Data layer The data layer stores the input data gathered by the input layer using memory, file or hybrid storage techniques. Currently, Limes relies on a hybrid cache as default storage implementation. This implementation generates a hash for any set of resources specified in a configuration file and serializes this set into a file. Whenever faced with a new specification, the cache first determines whether the data required for the computation is already available locally by using the hash aforementioned. If the data is available, it is retrieved from the file into memory. In other cases, the hybrid cache retrieves the data as specified, generates a hash and caches it on the hard drive.
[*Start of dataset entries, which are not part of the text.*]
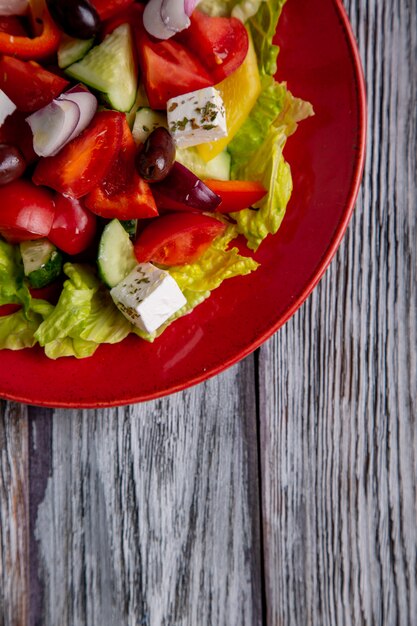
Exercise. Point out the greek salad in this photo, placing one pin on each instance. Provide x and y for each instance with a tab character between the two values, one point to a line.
138	141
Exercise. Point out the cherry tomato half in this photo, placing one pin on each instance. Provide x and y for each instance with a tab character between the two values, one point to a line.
169	69
236	194
74	226
220	43
177	238
84	162
26	211
123	194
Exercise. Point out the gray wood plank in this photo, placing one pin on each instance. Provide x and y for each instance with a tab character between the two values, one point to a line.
338	384
151	513
14	515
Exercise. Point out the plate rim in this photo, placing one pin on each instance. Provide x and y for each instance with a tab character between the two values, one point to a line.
317	275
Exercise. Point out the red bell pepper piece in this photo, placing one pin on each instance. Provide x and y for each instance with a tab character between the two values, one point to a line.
86	160
236	194
29	85
123	194
32	47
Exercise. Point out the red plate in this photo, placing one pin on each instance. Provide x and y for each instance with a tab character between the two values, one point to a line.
320	62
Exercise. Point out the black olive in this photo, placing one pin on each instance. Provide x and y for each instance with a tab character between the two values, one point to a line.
157	156
12	164
77	18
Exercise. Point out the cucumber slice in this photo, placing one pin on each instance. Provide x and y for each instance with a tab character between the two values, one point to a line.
42	263
130	227
71	50
146	121
141	100
116	257
217	168
110	68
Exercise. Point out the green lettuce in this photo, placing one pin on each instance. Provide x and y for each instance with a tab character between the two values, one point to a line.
197	280
13	289
17	331
254	131
257	155
84	317
261	18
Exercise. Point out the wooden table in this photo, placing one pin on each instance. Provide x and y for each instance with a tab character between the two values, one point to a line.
282	492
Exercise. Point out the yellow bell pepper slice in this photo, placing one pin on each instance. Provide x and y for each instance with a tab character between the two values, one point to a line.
239	92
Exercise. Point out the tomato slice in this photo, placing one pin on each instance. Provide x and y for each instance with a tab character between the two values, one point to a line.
169	69
109	8
29	85
236	194
221	43
26	211
177	238
74	226
84	162
123	194
16	132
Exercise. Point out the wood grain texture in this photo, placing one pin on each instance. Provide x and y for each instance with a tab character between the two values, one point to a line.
14	515
338	384
150	515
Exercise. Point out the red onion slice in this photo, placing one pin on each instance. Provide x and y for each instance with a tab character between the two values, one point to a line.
190	5
163	18
174	16
86	102
7	107
53	125
153	22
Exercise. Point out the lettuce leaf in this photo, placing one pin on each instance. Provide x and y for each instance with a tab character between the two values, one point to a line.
17	331
266	164
197	280
13	289
261	17
255	129
84	317
73	307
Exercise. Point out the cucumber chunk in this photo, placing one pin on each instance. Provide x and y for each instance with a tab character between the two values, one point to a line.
71	50
42	263
217	168
110	68
130	227
116	257
146	121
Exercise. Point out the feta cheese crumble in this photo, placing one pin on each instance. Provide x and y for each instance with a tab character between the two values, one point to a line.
7	107
148	297
197	117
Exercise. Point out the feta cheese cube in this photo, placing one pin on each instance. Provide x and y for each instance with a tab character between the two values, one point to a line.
7	107
197	117
148	297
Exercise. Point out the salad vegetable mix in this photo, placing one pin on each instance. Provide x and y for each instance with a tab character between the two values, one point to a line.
137	142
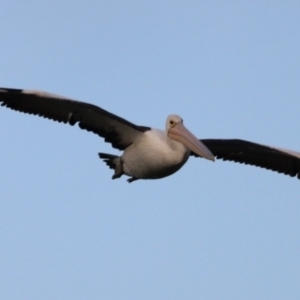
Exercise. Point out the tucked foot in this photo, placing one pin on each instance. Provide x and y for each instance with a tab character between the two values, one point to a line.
132	179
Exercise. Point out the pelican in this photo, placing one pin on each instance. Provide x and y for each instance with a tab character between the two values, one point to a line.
147	153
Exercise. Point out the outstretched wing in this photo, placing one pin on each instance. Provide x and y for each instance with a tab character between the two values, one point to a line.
275	159
117	131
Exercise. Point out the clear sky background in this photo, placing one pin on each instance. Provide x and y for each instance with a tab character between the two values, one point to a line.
211	231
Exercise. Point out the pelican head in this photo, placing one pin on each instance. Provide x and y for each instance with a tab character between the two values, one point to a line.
178	132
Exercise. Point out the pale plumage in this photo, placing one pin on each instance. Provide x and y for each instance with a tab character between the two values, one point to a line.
148	153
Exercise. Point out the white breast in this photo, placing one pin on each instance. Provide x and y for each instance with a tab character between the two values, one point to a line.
154	155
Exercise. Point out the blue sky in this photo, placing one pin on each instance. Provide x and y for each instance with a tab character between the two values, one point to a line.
211	231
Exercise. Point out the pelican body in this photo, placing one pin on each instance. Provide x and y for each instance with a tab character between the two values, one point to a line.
147	153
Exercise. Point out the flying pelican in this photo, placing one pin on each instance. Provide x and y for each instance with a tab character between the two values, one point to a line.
148	153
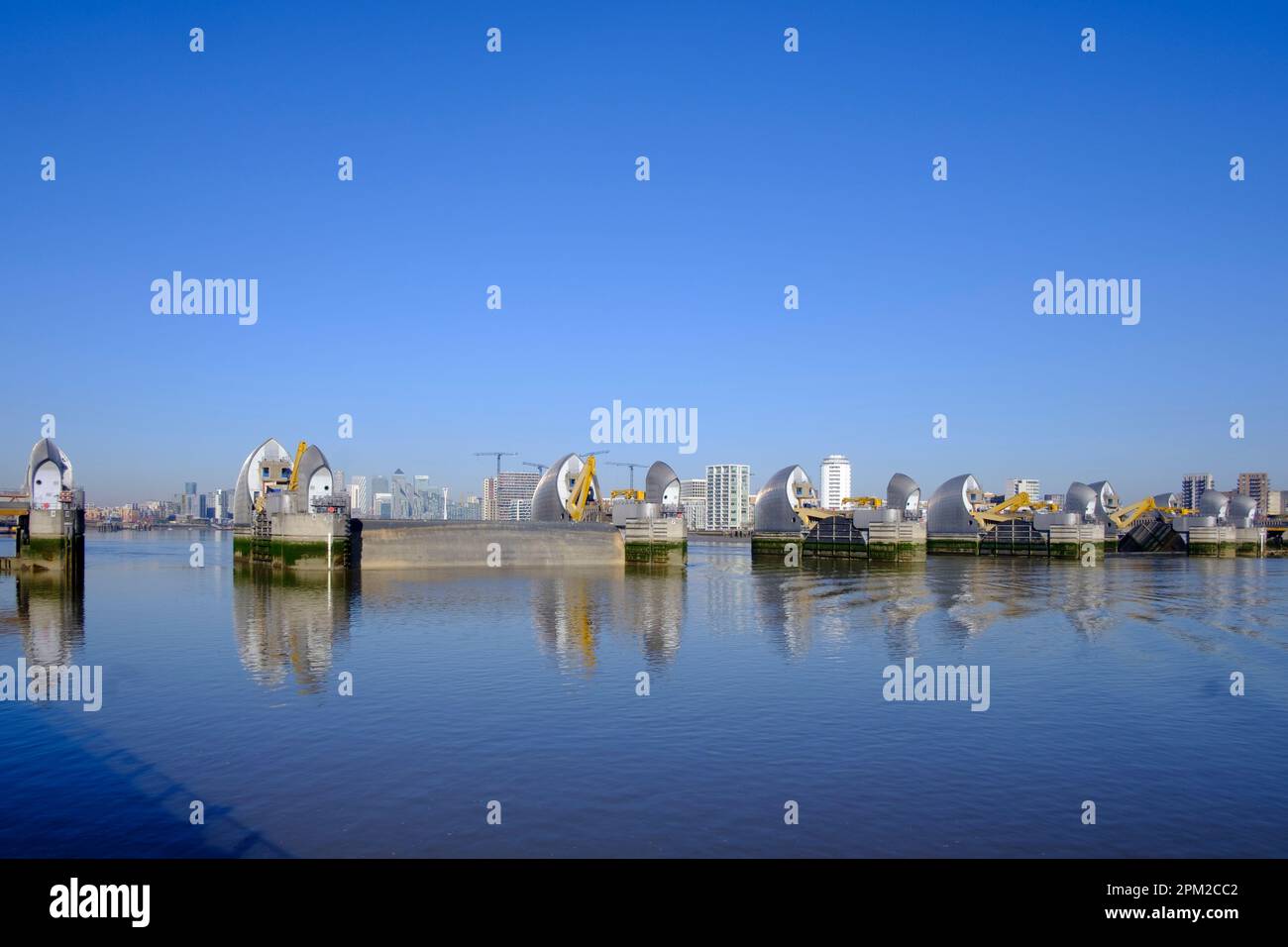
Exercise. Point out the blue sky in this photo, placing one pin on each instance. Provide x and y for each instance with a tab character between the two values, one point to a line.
768	169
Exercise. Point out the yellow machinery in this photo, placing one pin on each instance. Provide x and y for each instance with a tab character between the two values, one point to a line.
295	467
290	484
1019	506
581	489
1126	515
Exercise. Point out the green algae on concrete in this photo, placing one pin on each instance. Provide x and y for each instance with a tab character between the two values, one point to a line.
673	553
952	545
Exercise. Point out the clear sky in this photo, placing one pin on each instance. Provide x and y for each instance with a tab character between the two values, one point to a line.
767	167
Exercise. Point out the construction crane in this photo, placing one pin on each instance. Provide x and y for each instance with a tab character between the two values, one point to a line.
295	467
1126	515
622	463
290	484
581	488
1019	506
497	455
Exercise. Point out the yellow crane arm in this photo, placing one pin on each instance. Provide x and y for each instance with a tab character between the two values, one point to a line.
1008	510
581	489
295	466
1126	515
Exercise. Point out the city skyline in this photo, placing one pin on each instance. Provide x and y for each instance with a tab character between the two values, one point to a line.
1009	486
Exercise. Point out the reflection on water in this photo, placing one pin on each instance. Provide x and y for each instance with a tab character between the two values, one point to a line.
288	624
655	602
1108	682
50	616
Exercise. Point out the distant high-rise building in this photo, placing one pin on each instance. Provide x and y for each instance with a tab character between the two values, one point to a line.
728	496
402	492
694	502
1193	486
510	496
359	496
223	510
833	480
1024	484
1257	486
471	509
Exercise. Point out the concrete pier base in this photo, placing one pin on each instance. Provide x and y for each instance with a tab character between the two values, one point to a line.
777	545
390	544
1212	541
51	541
1249	541
662	541
295	540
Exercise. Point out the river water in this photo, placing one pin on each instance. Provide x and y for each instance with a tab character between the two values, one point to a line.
765	688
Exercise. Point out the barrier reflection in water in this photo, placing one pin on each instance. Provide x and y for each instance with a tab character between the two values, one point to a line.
287	625
50	616
574	613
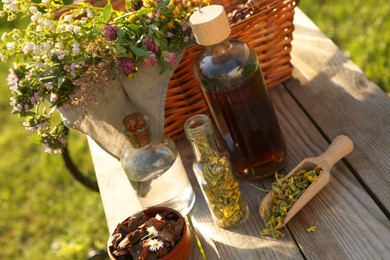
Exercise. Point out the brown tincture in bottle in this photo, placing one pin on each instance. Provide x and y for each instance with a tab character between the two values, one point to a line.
236	94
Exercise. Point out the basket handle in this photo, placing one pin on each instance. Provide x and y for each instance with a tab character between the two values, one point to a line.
250	7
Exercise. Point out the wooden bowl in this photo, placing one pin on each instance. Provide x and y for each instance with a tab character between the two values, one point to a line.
182	248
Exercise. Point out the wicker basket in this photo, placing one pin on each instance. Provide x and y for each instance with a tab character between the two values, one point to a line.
266	25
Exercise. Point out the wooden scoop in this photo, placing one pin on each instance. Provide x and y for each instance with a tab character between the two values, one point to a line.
340	147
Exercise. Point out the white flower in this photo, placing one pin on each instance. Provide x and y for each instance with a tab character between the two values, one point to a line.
83	21
89	13
46	46
13	7
37	50
155	244
28	48
10	46
152	231
33	9
4	37
35	17
69	28
39	64
76	49
76	29
48	23
59	45
53	97
68	18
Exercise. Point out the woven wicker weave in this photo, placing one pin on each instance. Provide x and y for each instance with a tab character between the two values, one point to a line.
266	25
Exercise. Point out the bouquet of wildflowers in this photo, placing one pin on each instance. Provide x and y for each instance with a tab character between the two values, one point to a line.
68	54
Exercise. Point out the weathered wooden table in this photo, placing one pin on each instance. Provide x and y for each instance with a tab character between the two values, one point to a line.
327	96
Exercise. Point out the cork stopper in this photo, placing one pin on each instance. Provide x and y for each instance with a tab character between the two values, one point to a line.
137	129
210	25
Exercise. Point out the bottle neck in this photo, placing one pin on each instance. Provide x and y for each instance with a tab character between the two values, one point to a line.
140	138
219	48
200	132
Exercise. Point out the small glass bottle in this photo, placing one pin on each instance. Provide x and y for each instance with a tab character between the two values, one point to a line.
214	174
237	97
154	168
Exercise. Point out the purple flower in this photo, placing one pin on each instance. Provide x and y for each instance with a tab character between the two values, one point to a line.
184	27
13	81
150	61
170	58
110	32
150	44
126	65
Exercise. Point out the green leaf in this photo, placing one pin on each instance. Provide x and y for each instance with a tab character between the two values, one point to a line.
139	51
61	80
133	27
163	4
145	11
120	48
107	12
128	4
153	27
36	139
121	33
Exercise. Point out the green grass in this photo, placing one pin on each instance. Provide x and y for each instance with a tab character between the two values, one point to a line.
361	29
46	214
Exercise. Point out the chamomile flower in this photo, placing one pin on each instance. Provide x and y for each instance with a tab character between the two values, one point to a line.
152	231
155	245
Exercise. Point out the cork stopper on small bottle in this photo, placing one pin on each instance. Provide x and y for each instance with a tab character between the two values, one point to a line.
137	129
210	25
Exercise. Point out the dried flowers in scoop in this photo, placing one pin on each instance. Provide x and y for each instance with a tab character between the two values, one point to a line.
285	192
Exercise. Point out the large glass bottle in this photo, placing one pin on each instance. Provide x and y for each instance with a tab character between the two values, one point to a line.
214	174
154	167
237	97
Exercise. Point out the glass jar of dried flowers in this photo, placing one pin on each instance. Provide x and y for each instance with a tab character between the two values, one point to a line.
215	174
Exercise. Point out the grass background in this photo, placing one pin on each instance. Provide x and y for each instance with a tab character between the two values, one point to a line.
46	214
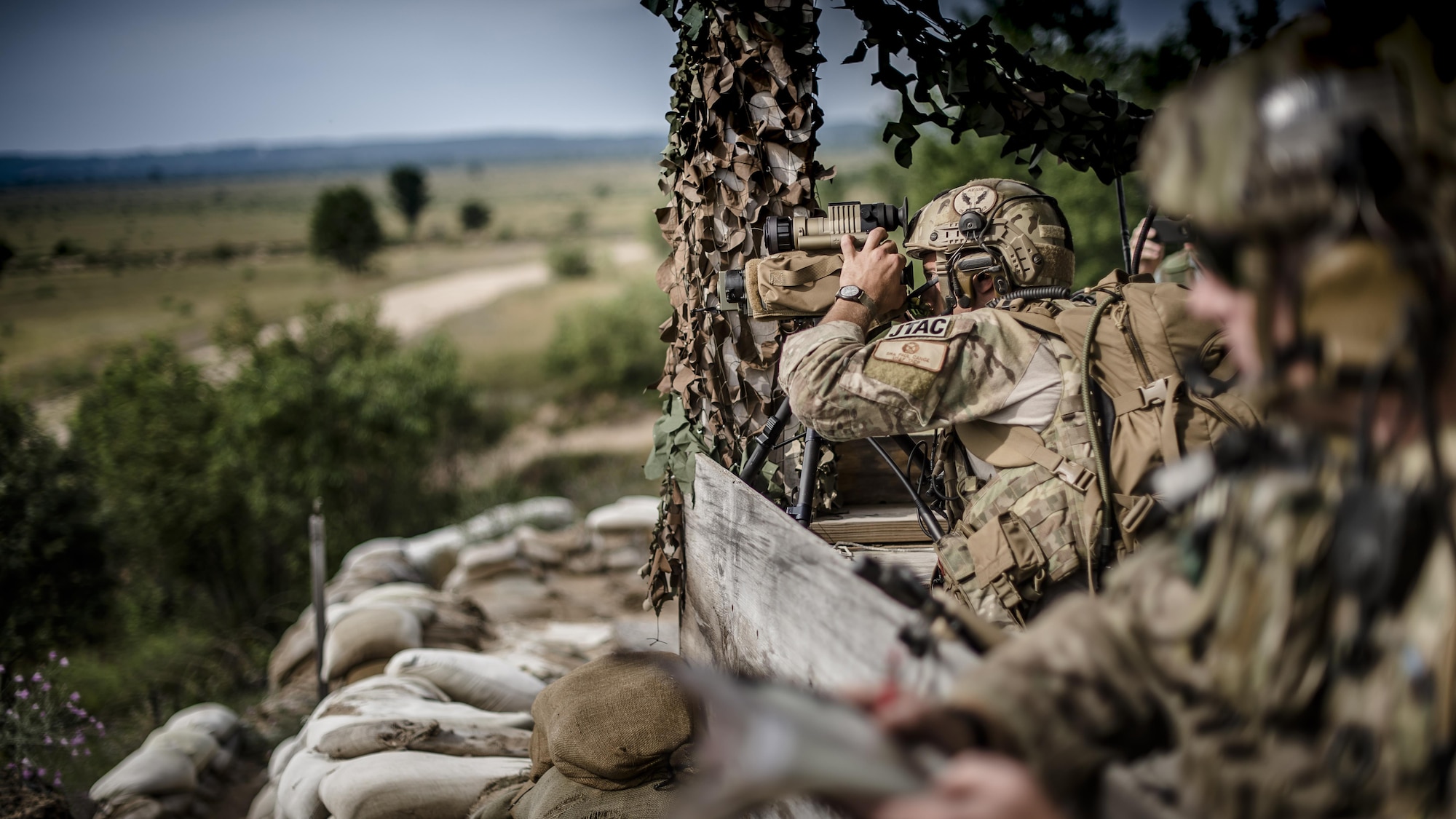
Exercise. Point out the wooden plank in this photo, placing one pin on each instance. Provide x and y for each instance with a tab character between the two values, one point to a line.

By these means, the data layer addresses the practical problem of data availability, especially from remote data sources. Once all data is available, the controller layer chooses (based on the configuration file) between execution of complex measures specified by the user or running a machine learning algorithm.

Execution layer If the user specifies the LS to execute manually, the Limes controller layer calls the execution layer. The execution layer then re-writes, plans and executes the LS specified by the user. The rewriter aims to simplify complex LS by removing potential redundancy so as to eventually speed up the overall execution. To this end, it exploits the subset relations and the Boolean algebra which underpin the syntax and semantics of complex specifications. The planner module maps a LS to an equivalent execution plan, which is a sequence of atomic execution operations from which a mapping results. These operations include EXECUTE (running a particular atomic similarity measure, e.g., the trigram similarityFootnote 6) and operations on mappings such as UNION (union of two mappings) and DIFF (difference of two mappings). For an atomic LS, i.e., a LS such that \(\sigma \) is an atomic similarity measure (e.g., trigram similarity, qgrams similarity, etc.), the planner module generates a simple plan with one EXECUTE instruction. For a complex LS, the planner module determines the order in which atomic LS should be executed as well as the sequence in which intermediary results should be processed. For example, the planner module may decide to first run some atomic LS \(L_1\) and then filter the results using another atomic LS \(L_2\) instead of running both \(L_1\) and \(L_2\) independently and merge the results. The execution engine is then responsible for executing the plan of an input LS and returns the set of potential links as a mapping.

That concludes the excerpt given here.